Model monitoring is an operational stage in the machine learning lifecycle that comes after model deployment. It entails monitoring your ML models for changes such as model degradation, data drift, and concept drift, and ensuring that your model is maintaining an acceptable level of performance.
Machine learning models are often deployed to automate decisions and critical business processes (e.g., claims processing, fraud detection, and loan approval). These probabilistic ML models, unlike in traditional software, can change if production data diverge from the data used to train the model. Said differently, a model’s behavior is determined by the picture of the world it was “trained” against — but real-world data can diverge from the picture it “learned.” For example, if you trained a mouse to perfectly navigate a maze, the mouse would not perform as well when placed into a new maze it had not seen before.
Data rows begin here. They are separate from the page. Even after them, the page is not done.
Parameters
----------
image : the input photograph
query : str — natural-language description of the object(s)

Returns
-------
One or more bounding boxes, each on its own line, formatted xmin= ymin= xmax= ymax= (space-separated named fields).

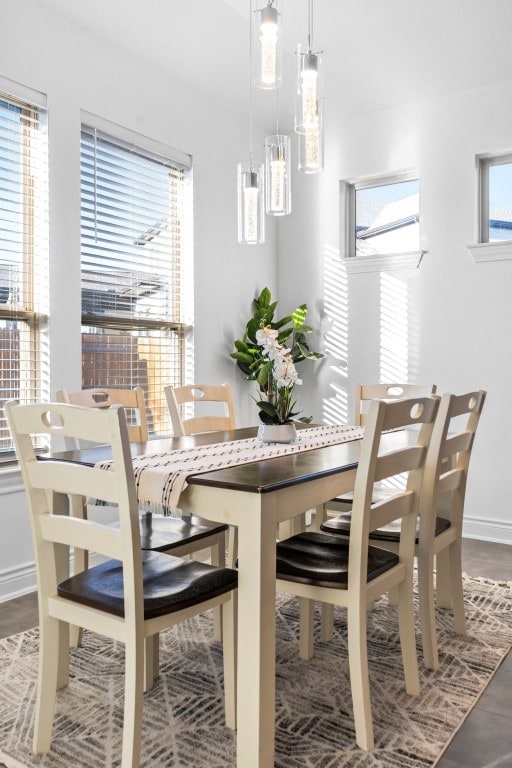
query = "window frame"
xmin=467 ymin=152 xmax=512 ymax=263
xmin=79 ymin=113 xmax=193 ymax=437
xmin=0 ymin=82 xmax=49 ymax=461
xmin=341 ymin=169 xmax=424 ymax=274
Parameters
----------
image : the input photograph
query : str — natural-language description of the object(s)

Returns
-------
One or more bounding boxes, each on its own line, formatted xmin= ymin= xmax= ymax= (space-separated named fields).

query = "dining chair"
xmin=164 ymin=382 xmax=238 ymax=565
xmin=318 ymin=382 xmax=437 ymax=524
xmin=321 ymin=389 xmax=486 ymax=670
xmin=5 ymin=400 xmax=237 ymax=767
xmin=56 ymin=387 xmax=229 ymax=653
xmin=275 ymin=394 xmax=440 ymax=751
xmin=165 ymin=383 xmax=237 ymax=437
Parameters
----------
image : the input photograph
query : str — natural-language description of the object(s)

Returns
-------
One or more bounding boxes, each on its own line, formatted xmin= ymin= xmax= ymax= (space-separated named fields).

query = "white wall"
xmin=0 ymin=0 xmax=277 ymax=599
xmin=279 ymin=78 xmax=512 ymax=545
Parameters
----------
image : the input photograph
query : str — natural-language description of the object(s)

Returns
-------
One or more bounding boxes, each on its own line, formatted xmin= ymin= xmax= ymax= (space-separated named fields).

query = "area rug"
xmin=0 ymin=574 xmax=510 ymax=768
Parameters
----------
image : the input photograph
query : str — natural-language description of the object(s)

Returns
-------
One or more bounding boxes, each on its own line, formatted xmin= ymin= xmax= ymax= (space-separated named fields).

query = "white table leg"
xmin=236 ymin=494 xmax=277 ymax=768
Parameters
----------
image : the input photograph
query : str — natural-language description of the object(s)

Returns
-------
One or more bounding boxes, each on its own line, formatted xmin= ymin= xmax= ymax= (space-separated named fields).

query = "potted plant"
xmin=230 ymin=287 xmax=323 ymax=441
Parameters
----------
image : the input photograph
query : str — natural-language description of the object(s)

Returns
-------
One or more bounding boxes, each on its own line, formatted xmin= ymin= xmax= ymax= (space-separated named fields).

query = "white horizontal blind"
xmin=0 ymin=92 xmax=49 ymax=456
xmin=80 ymin=125 xmax=191 ymax=436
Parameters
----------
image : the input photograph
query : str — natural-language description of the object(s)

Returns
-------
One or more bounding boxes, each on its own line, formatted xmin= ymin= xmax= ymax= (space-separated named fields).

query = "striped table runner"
xmin=99 ymin=424 xmax=364 ymax=513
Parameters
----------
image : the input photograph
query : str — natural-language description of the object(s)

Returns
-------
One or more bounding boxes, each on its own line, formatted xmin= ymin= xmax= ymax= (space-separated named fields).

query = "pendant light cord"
xmin=249 ymin=0 xmax=254 ymax=169
xmin=308 ymin=0 xmax=314 ymax=53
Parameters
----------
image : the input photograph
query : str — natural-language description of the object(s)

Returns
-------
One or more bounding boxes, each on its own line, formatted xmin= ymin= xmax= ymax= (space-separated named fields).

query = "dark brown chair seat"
xmin=276 ymin=531 xmax=399 ymax=589
xmin=58 ymin=550 xmax=238 ymax=619
xmin=109 ymin=513 xmax=229 ymax=552
xmin=320 ymin=513 xmax=451 ymax=543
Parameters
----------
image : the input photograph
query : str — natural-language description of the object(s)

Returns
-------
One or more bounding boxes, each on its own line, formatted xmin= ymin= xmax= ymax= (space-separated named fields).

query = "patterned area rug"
xmin=0 ymin=574 xmax=510 ymax=768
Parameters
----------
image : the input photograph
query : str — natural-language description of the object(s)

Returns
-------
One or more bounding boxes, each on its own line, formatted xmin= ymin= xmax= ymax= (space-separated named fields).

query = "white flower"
xmin=255 ymin=326 xmax=279 ymax=350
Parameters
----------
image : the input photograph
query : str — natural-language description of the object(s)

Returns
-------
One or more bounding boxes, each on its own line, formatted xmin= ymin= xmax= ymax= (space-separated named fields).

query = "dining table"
xmin=44 ymin=423 xmax=411 ymax=768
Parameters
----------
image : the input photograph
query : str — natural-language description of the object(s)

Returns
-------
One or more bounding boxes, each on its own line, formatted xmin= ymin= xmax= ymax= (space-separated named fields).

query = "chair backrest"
xmin=349 ymin=395 xmax=440 ymax=579
xmin=5 ymin=401 xmax=142 ymax=612
xmin=419 ymin=390 xmax=486 ymax=545
xmin=354 ymin=383 xmax=437 ymax=426
xmin=56 ymin=387 xmax=149 ymax=445
xmin=165 ymin=383 xmax=236 ymax=436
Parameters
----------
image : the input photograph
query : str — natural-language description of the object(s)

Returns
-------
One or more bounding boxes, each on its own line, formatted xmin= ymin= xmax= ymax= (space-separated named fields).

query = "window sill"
xmin=342 ymin=250 xmax=425 ymax=274
xmin=467 ymin=241 xmax=512 ymax=263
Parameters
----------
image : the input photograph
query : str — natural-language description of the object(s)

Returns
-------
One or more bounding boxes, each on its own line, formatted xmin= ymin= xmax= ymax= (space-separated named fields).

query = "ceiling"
xmin=40 ymin=0 xmax=512 ymax=126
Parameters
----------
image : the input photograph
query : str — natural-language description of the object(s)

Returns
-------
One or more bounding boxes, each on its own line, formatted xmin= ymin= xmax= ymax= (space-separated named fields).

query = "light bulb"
xmin=304 ymin=130 xmax=320 ymax=171
xmin=243 ymin=184 xmax=260 ymax=243
xmin=270 ymin=159 xmax=285 ymax=212
xmin=301 ymin=67 xmax=318 ymax=131
xmin=260 ymin=20 xmax=278 ymax=87
xmin=256 ymin=5 xmax=279 ymax=89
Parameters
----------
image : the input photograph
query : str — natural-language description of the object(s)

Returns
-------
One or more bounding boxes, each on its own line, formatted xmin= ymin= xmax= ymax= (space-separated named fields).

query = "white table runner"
xmin=98 ymin=424 xmax=364 ymax=513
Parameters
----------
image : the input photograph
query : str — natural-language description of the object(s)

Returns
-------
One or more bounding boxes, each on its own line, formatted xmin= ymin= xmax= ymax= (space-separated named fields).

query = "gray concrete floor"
xmin=0 ymin=538 xmax=511 ymax=767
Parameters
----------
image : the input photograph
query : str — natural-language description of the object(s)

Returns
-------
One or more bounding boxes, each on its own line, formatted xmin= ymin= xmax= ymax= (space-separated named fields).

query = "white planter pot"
xmin=257 ymin=423 xmax=297 ymax=444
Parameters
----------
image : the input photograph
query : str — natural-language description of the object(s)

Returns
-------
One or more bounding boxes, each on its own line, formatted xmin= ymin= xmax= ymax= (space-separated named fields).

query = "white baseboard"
xmin=0 ymin=554 xmax=106 ymax=603
xmin=463 ymin=515 xmax=512 ymax=545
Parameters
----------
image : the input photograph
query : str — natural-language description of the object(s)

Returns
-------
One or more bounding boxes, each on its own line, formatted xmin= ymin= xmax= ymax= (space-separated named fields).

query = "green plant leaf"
xmin=230 ymin=351 xmax=254 ymax=364
xmin=257 ymin=361 xmax=272 ymax=388
xmin=258 ymin=287 xmax=272 ymax=308
xmin=291 ymin=304 xmax=307 ymax=329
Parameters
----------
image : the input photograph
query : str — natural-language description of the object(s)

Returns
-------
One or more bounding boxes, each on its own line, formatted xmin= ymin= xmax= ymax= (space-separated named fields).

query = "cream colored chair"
xmin=165 ymin=383 xmax=236 ymax=437
xmin=56 ymin=387 xmax=229 ymax=650
xmin=5 ymin=400 xmax=237 ymax=768
xmin=275 ymin=395 xmax=440 ymax=751
xmin=317 ymin=382 xmax=437 ymax=523
xmin=321 ymin=390 xmax=486 ymax=670
xmin=165 ymin=382 xmax=238 ymax=565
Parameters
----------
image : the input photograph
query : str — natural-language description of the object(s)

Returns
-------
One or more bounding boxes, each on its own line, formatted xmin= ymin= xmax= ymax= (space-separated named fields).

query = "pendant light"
xmin=238 ymin=0 xmax=265 ymax=245
xmin=265 ymin=90 xmax=291 ymax=215
xmin=253 ymin=1 xmax=282 ymax=90
xmin=295 ymin=0 xmax=324 ymax=174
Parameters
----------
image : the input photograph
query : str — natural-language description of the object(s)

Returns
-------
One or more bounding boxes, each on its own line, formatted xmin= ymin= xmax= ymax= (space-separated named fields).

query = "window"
xmin=479 ymin=155 xmax=512 ymax=243
xmin=80 ymin=122 xmax=192 ymax=436
xmin=346 ymin=174 xmax=420 ymax=258
xmin=0 ymin=90 xmax=49 ymax=457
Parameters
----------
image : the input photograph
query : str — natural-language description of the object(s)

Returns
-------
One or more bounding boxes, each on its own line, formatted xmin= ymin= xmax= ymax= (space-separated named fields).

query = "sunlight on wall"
xmin=322 ymin=244 xmax=349 ymax=424
xmin=380 ymin=272 xmax=408 ymax=381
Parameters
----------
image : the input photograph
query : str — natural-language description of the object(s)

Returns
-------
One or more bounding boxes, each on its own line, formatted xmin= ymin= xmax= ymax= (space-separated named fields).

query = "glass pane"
xmin=82 ymin=327 xmax=184 ymax=436
xmin=355 ymin=179 xmax=419 ymax=256
xmin=489 ymin=162 xmax=512 ymax=242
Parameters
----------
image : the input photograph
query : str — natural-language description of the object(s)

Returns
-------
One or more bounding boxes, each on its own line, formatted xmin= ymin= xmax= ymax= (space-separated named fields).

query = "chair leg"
xmin=33 ymin=615 xmax=61 ymax=754
xmin=144 ymin=634 xmax=159 ymax=692
xmin=418 ymin=552 xmax=439 ymax=671
xmin=222 ymin=592 xmax=237 ymax=730
xmin=211 ymin=532 xmax=226 ymax=642
xmin=320 ymin=603 xmax=334 ymax=642
xmin=347 ymin=601 xmax=374 ymax=751
xmin=387 ymin=586 xmax=398 ymax=606
xmin=435 ymin=548 xmax=452 ymax=609
xmin=122 ymin=634 xmax=144 ymax=768
xmin=299 ymin=597 xmax=315 ymax=660
xmin=448 ymin=540 xmax=467 ymax=636
xmin=397 ymin=575 xmax=421 ymax=690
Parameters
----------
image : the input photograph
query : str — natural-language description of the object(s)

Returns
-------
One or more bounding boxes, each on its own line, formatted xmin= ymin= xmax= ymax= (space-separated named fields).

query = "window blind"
xmin=80 ymin=125 xmax=191 ymax=436
xmin=0 ymin=93 xmax=49 ymax=456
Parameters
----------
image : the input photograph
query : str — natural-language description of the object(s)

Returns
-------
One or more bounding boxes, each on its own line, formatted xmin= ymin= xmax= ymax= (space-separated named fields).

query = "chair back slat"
xmin=165 ymin=383 xmax=236 ymax=436
xmin=355 ymin=382 xmax=437 ymax=426
xmin=56 ymin=387 xmax=148 ymax=445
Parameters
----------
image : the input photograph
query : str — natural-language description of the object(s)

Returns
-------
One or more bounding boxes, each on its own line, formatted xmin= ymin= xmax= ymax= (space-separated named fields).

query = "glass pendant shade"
xmin=237 ymin=162 xmax=265 ymax=244
xmin=265 ymin=135 xmax=291 ymax=215
xmin=253 ymin=2 xmax=282 ymax=89
xmin=298 ymin=99 xmax=324 ymax=174
xmin=294 ymin=43 xmax=322 ymax=134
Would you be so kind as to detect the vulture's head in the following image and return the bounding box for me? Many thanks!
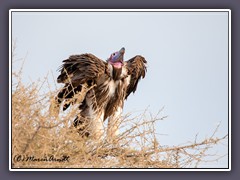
[107,47,125,69]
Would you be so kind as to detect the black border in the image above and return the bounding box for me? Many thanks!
[0,0,239,179]
[9,9,230,171]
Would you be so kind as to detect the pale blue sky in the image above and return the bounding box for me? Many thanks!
[11,11,229,168]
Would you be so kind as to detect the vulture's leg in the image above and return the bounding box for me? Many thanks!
[107,106,122,142]
[85,89,104,141]
[75,88,104,141]
[90,111,104,141]
[72,83,95,138]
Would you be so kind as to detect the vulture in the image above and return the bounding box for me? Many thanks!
[54,47,147,141]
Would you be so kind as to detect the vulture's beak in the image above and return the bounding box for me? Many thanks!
[120,47,125,55]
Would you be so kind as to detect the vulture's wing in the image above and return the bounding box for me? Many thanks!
[57,53,107,85]
[56,53,108,110]
[125,55,147,99]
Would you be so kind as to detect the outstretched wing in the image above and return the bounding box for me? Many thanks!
[125,55,147,99]
[57,53,107,85]
[56,53,108,110]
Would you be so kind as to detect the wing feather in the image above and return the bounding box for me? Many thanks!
[125,55,147,99]
[57,53,107,85]
[56,53,108,110]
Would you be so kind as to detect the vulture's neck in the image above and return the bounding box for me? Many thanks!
[112,66,123,81]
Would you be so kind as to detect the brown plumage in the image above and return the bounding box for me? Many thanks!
[55,47,147,140]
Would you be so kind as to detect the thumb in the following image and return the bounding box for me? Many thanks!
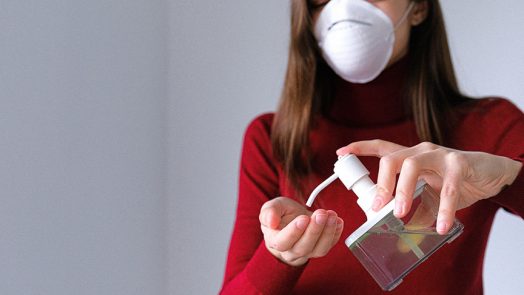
[259,199,283,229]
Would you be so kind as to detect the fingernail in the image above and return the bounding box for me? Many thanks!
[372,197,383,211]
[295,218,307,230]
[394,200,405,216]
[336,218,343,229]
[327,215,337,226]
[315,214,328,225]
[437,221,448,234]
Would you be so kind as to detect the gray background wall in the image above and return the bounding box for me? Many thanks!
[170,0,524,294]
[1,0,522,295]
[444,1,524,293]
[1,0,168,294]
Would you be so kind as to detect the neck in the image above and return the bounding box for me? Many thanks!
[327,56,410,127]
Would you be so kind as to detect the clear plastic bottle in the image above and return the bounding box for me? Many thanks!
[306,154,464,291]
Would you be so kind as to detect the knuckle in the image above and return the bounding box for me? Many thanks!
[446,151,467,167]
[418,141,437,151]
[380,155,394,168]
[403,156,419,171]
[442,184,459,198]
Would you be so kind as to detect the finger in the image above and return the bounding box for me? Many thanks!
[268,215,310,252]
[394,149,445,217]
[310,211,338,258]
[336,139,406,157]
[373,155,402,211]
[395,156,423,218]
[288,210,329,257]
[336,140,407,212]
[259,199,283,229]
[331,217,344,247]
[437,154,464,234]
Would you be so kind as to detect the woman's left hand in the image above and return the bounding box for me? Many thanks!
[337,140,523,234]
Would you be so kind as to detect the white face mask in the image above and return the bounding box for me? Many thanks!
[314,0,414,83]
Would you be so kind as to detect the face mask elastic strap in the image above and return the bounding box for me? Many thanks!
[394,1,416,31]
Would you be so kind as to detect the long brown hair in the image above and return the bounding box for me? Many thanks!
[272,0,471,193]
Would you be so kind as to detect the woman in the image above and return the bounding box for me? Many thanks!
[221,0,524,294]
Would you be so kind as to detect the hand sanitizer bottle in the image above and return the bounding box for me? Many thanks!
[306,154,464,291]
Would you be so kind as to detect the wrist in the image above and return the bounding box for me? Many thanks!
[265,244,309,267]
[504,158,523,186]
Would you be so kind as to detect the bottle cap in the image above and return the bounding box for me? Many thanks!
[334,154,370,191]
[306,154,373,207]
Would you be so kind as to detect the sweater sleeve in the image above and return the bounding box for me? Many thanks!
[220,114,306,294]
[487,99,524,218]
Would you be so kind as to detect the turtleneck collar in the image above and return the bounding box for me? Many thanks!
[327,55,411,127]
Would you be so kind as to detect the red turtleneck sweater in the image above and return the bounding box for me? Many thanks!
[220,59,524,294]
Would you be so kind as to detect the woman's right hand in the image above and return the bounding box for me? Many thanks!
[259,197,344,267]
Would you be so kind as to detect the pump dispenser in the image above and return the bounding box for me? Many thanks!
[306,154,464,291]
[307,154,379,219]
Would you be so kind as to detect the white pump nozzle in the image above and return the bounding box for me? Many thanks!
[306,173,338,207]
[305,154,378,219]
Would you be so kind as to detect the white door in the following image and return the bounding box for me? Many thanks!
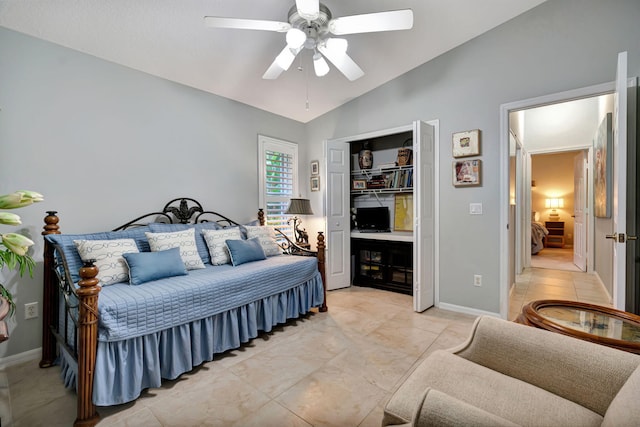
[611,51,628,310]
[325,140,351,290]
[413,121,435,312]
[573,151,587,271]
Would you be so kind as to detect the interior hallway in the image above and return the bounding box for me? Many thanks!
[509,248,612,321]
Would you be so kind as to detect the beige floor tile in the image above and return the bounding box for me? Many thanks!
[231,401,312,427]
[366,322,439,358]
[147,369,270,425]
[100,407,162,427]
[276,364,387,427]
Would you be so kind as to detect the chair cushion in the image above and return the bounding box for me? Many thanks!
[602,365,640,427]
[383,350,602,427]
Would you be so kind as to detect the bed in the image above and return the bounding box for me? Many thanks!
[531,221,549,255]
[39,198,327,426]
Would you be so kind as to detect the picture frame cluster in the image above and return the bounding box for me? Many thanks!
[310,160,320,192]
[452,129,482,187]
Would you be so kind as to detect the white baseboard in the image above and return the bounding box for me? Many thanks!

Models can degrade for a variety of reasons: changes to your products or policies can affect how your customers behave; adversarial actors can adapt their behavior; data pipelines can break; and sometimes the world simply evolves. The most common reasons for model degradation fit under the categories of data drift and concept drift.
A new class of software has emerged recently to help with model monitoring. While typical functional monitoring schemes for uptime, usage, and response times are usually sufficient to ensure model SLAs are met and that models are online, model monitoring software helps with more specialized metrics to monitor model predictions, data (input) drift, and concept drift.
Model monitoring tools such as Domino Model Monitor are available to automate model evaluation and provide alerts when production models have degraded to the point where an expert should perform a detailed evaluation.
Domino model monitor
Expertise is needed to set up systems to ensure that a monitoring program effectively manages the entire portfolio of model assets. Every statistically-based monitoring system will produce false alarms (aka, type-I errors) and will miss real issues (aka, type-II errors). Statistical expertise is needed to manage the balance of type-I and type-II errors and identify early signs of model health degradation. Model monitoring cannot be left to IT or data engineering alone; data scientists share responsibility for the proper monitoring of models.
Finally, model monitoring should complete the feedback loop to model research by alerting for, or automatically triggering, the retraining of models that have degraded.